If you think 20TB "isn't that big" I want to know what size of DBs you're working with 0_0
It's big but it's not so big it wouldn't fit on SSD on one particularly beefy server (two for redundancy). Sharding this would be more about the transaction rate. Actually, sharding would always be about the transaction rate.
It doesn’t even remotely need to fit on one SSD with logical volume management (or RAID).
I mean yes, for a single DB it's large, but if you're thinking about sharding you're probably in the tens of TBs, and if you're a company offering sharding you've prob sharded larger workloads.
It's really not that big for a postgres db in a lot of places, honestly.
For a vast majority of use cases 20TB is positively enormous.
RDS caps out at 64 TB unless you use Aurora, so 20 TB is totally manageable without sharding.
This product is for Postgres deployments that are so large they need to be sharded. For these use cases, I think 20TB is about normal.

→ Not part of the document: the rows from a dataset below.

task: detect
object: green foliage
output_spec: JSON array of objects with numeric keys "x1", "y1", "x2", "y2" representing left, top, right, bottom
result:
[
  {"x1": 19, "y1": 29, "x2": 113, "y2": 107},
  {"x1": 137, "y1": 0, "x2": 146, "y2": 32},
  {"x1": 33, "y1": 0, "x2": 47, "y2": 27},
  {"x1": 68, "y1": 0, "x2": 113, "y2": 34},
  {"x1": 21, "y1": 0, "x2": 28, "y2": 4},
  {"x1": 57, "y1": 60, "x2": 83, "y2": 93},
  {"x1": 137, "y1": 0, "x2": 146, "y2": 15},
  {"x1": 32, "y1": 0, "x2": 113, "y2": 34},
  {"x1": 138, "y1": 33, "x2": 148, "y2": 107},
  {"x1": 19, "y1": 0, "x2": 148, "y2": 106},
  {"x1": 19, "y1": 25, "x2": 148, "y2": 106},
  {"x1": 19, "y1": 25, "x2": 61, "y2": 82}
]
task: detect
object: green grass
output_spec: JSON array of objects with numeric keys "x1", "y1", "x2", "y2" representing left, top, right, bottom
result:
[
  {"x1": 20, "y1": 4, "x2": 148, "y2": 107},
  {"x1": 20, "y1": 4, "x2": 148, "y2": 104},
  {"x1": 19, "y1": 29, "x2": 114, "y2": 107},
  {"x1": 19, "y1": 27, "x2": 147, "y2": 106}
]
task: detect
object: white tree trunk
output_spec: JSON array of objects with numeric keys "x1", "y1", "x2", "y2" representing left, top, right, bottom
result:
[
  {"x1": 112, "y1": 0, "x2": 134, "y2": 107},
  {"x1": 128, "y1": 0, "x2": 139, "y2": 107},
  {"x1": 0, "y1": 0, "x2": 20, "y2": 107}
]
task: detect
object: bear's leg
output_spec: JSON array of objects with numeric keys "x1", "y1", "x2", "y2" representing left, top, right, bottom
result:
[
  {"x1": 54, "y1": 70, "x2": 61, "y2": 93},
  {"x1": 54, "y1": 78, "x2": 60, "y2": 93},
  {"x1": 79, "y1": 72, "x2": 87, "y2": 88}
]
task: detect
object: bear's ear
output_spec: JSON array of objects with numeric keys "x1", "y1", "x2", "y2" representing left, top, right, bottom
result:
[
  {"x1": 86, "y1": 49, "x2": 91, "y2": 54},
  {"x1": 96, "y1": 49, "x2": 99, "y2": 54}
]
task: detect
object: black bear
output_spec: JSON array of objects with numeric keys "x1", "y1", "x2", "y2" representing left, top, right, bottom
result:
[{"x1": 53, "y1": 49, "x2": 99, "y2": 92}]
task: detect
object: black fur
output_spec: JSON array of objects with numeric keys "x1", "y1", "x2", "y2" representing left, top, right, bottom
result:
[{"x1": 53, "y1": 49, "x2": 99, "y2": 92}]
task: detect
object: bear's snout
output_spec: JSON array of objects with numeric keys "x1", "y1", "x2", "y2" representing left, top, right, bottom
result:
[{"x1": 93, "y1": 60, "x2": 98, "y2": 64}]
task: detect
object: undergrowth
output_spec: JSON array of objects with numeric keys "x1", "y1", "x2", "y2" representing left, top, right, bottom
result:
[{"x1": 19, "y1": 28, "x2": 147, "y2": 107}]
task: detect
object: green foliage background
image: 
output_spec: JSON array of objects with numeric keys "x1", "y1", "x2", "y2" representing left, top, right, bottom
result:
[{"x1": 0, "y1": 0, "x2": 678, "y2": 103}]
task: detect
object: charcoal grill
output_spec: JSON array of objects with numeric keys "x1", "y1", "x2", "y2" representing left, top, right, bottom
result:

Yes. But for most workloads it is not much for PostgreSQL. You often will not have to shard at all.
that article seems to suggest 20TB total over the dozen deployments in prod.
Sure, but 20TB in “the only database you need” is mere hours or minutes worth of data for many workflows.
If your working set is 20 TB, then it's pretty big. Each database has its own mix of hot/cold data, so it's impossible to compare without more information. A better measure might be IOPS. RDS has fairly low maximum IOPS unless you spend a lot more for provisioned IOPS or use Aurora.
You are correct. As a point of comparison: almost ten years ago at Segment we had a single Aurora PostgreSQL instance with ~50T of data, it was used to index potential identity data in a much larger corpus of files stored in S3.